New Jersey bill would increase the share of hotel and motel occupancy fee for arts, heritage and tourism programs

USS New Jersey
A view from Philadelphia of the USS New Jersey in Camden, New Jersey. (Photo by Todd DeFeo/The DeFeo Groupe)

(The Center Square) – A New Jersey Senate committee has advanced legislation to allocate all hotel and motel occupancy fees revenue to arts, heritage and tourism programs in New Jersey.

On Thursday, the state Senate Government, Wagering, Tourism & Historic Preservation Committee voted 5-0 in favor of S-2986. The legislation would increase revenue for those purposes from 40% to 100%.

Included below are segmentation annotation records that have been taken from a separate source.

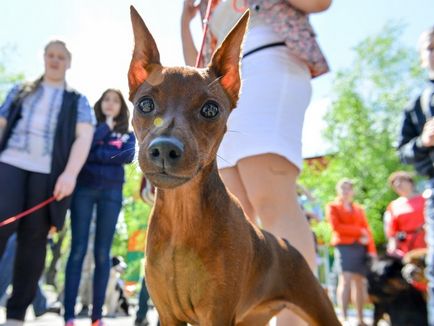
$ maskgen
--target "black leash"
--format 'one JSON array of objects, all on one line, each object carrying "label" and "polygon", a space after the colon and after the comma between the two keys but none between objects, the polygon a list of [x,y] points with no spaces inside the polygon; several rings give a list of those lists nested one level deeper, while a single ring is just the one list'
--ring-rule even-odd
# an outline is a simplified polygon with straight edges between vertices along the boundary
[{"label": "black leash", "polygon": [[276,42],[276,43],[265,44],[265,45],[260,46],[260,47],[258,47],[256,49],[253,49],[253,50],[250,50],[250,51],[244,53],[243,54],[243,59],[245,57],[247,57],[247,56],[255,53],[255,52],[258,52],[258,51],[261,51],[261,50],[264,50],[264,49],[268,49],[268,48],[272,48],[272,47],[275,47],[275,46],[286,46],[286,44],[285,44],[285,42]]}]

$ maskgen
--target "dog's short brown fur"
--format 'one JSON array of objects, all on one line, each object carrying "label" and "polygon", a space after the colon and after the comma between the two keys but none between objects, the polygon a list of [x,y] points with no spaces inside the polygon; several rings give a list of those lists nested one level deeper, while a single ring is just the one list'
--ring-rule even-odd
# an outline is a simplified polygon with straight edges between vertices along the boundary
[{"label": "dog's short brown fur", "polygon": [[146,282],[161,324],[262,326],[290,307],[311,325],[339,325],[300,253],[250,223],[218,174],[248,14],[204,69],[163,67],[134,8],[131,18],[133,126],[140,167],[157,187]]}]

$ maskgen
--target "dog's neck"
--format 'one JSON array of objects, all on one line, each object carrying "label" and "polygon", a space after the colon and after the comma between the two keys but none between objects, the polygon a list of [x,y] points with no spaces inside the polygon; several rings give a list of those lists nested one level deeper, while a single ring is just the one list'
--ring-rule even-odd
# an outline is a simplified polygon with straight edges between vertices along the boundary
[{"label": "dog's neck", "polygon": [[150,227],[156,223],[162,232],[188,235],[203,223],[221,224],[230,202],[214,160],[189,182],[174,189],[157,189],[155,220]]}]

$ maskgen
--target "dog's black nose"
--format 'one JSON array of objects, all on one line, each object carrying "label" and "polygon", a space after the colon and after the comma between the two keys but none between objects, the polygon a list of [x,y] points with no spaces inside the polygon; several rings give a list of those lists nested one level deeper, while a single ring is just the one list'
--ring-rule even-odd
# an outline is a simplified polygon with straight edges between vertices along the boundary
[{"label": "dog's black nose", "polygon": [[159,167],[173,166],[184,154],[184,144],[175,137],[160,136],[148,146],[150,160]]}]

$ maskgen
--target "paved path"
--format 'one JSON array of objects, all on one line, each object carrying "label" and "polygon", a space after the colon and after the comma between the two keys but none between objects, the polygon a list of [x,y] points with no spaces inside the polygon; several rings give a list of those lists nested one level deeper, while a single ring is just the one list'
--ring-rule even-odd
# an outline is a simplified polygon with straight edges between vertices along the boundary
[{"label": "paved path", "polygon": [[[27,322],[26,326],[63,326],[63,319],[56,314],[46,314],[40,318],[34,318],[33,314],[29,309],[29,313],[27,315]],[[0,323],[4,322],[5,318],[5,311],[3,308],[0,308]],[[349,312],[350,319],[345,326],[356,326],[357,321],[355,318],[355,312],[350,311]],[[368,325],[372,321],[372,312],[366,311],[365,313],[366,319],[365,322],[368,323]],[[150,312],[150,319],[151,319],[151,326],[156,326],[156,315],[154,314],[154,311]],[[117,317],[117,318],[106,318],[104,319],[107,326],[133,326],[134,325],[134,318],[133,317]],[[0,324],[1,325],[1,324]],[[90,320],[89,319],[77,319],[77,326],[90,326]],[[387,323],[382,323],[380,326],[387,326]],[[274,326],[272,323],[271,326]]]}]

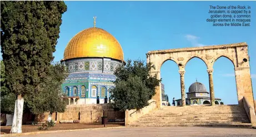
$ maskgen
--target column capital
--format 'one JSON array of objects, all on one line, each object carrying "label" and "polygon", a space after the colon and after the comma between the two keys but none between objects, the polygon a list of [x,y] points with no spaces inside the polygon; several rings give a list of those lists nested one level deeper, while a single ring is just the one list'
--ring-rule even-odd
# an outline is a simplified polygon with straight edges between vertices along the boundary
[{"label": "column capital", "polygon": [[250,67],[236,67],[234,68],[235,71],[238,71],[244,69],[250,69]]},{"label": "column capital", "polygon": [[209,75],[212,75],[213,72],[213,69],[207,69],[207,72],[208,72]]},{"label": "column capital", "polygon": [[185,74],[185,71],[184,70],[179,70],[179,73],[180,75],[181,76],[183,76]]}]

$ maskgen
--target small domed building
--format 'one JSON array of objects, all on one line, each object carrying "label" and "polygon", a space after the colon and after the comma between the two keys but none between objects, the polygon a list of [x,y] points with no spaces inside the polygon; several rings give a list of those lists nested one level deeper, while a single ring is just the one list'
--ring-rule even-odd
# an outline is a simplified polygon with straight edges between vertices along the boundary
[{"label": "small domed building", "polygon": [[[210,104],[210,94],[206,90],[204,85],[197,82],[192,83],[188,89],[188,92],[186,93],[186,104]],[[221,99],[215,98],[215,104],[220,104]],[[182,103],[181,99],[175,100],[177,106],[180,106]]]},{"label": "small domed building", "polygon": [[109,98],[109,90],[116,68],[124,63],[121,45],[107,31],[95,27],[77,33],[68,43],[61,63],[69,75],[62,85],[69,104],[96,104],[99,97],[104,103]]}]

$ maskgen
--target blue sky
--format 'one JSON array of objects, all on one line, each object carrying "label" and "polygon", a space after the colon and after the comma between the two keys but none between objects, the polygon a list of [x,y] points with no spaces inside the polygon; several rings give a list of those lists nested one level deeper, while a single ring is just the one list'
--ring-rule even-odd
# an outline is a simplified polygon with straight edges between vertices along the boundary
[{"label": "blue sky", "polygon": [[[71,39],[81,30],[96,27],[112,34],[121,44],[125,60],[146,60],[149,51],[202,45],[246,42],[249,45],[253,87],[256,88],[256,2],[224,1],[66,1],[68,10],[63,15],[60,38],[54,61],[63,59]],[[207,23],[209,7],[213,6],[250,6],[251,26],[213,27]],[[190,38],[189,39],[189,38]],[[193,38],[193,39],[191,39]],[[224,67],[223,67],[224,66]],[[209,92],[204,63],[193,59],[185,66],[186,92],[198,81]],[[234,66],[221,57],[214,65],[215,97],[224,104],[237,104]],[[177,65],[166,61],[161,68],[163,83],[169,98],[180,98],[179,74]],[[255,90],[254,90],[255,91]],[[255,98],[255,92],[254,92]]]}]

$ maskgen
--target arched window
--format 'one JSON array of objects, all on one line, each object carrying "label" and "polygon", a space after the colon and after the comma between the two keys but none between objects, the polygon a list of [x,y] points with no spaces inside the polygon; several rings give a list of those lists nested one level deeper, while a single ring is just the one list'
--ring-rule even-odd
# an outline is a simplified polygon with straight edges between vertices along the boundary
[{"label": "arched window", "polygon": [[82,86],[81,87],[81,95],[86,94],[86,86]]},{"label": "arched window", "polygon": [[77,96],[77,87],[76,86],[74,86],[73,87],[73,94],[74,96]]},{"label": "arched window", "polygon": [[96,86],[92,86],[92,97],[96,97],[97,87]]},{"label": "arched window", "polygon": [[215,104],[219,104],[219,102],[218,101],[215,101]]},{"label": "arched window", "polygon": [[108,94],[109,94],[109,97],[111,96],[111,95],[113,94],[113,93],[112,92],[112,91],[113,90],[113,89],[114,89],[114,87],[111,87],[109,88],[109,89],[108,91]]},{"label": "arched window", "polygon": [[193,101],[193,104],[197,104],[197,101]]},{"label": "arched window", "polygon": [[65,88],[65,93],[67,96],[68,96],[69,95],[69,88],[68,87]]},{"label": "arched window", "polygon": [[101,97],[102,98],[104,98],[105,96],[106,96],[106,87],[101,87]]}]

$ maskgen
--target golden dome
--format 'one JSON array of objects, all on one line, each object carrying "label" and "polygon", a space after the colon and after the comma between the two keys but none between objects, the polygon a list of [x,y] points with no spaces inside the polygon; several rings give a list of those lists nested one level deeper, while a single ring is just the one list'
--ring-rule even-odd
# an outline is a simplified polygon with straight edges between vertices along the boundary
[{"label": "golden dome", "polygon": [[124,61],[121,45],[107,31],[98,28],[82,30],[69,41],[64,60],[83,57],[106,57]]}]

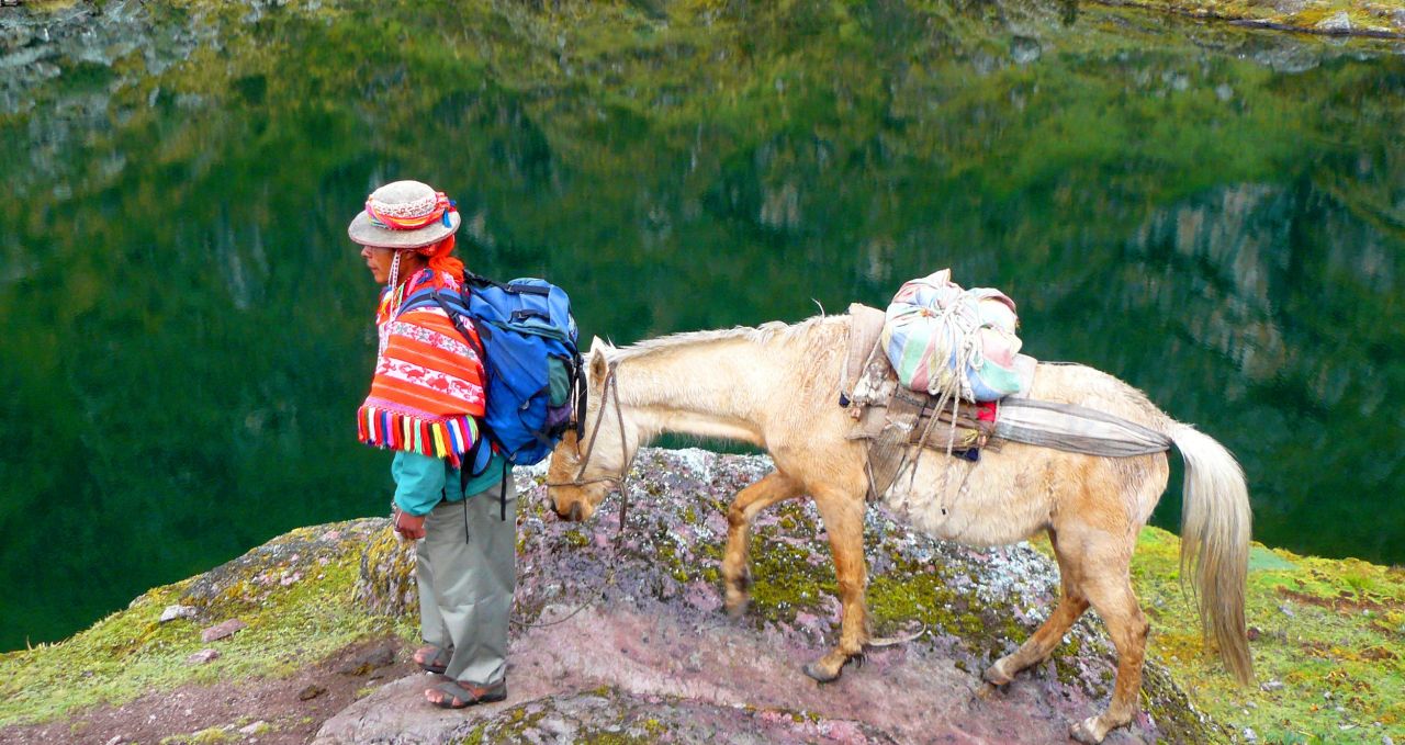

“The hotel-motel occupancy fee has been around for nearly 20 years, but that dedicated revenue has not always been plowed back into the arts, historic preservation or tourism as it should have been,” state Sen. Vin Gopal, D-Monmouth, said in a news release. “We need to solidify support for these institutions that are so much a part of our state’s identity.

“This bill would make sure all the monies generated would be targeted towards New Jersey artists, historic sites and tourist attractions, where it could then be paid forward by attracting more patrons and tourists and in the process boosting local economies across the state,” Gopal added.

Under the proposal, 56.7% of the revenue would go to the New Jersey State Council on the Arts for cultural projects, up from nearly 22.7%. The council must continue to receive at least $31.9 million.

The bill would allocate 31.9% to the Division of Travel and Tourism, up from nearly 12.8%. The division must continue to receive at least $17.6 million.

Additionally, 9.6% would go to the New Jersey Historical Commission, up from about 3.8%. The commission must continue to receive at least $5.5 million.

The remaining 1.8% would go to the New Jersey Cultural Trust, up from about 0.7%. The trust must continue to receive at least $720,000.

“With a more dependable, stable funding source, beneficial arts and preservation programs throughout the state will be better positioned to serve New Jersey residents,” state Sen. Michael Testa, R-Cape May/Atlantic/Cumberland, said in a statement. “Committing a generous portion of the money from the occupancy tax to tourism will create a cycle bringing more visitors to the state, higher room occupancy rates, and additional revenue to pour back into these programs.

“Cape May County sends almost a half billion dollars in tourism tax to Trenton and only about $1 million comes back in return,” Testa added. “It is time to pass legislation so we can invest in our tourism economy to bolster our community.”

The hotel and motel occupancy fee brought in roughly $112 million during the 2019 fiscal year.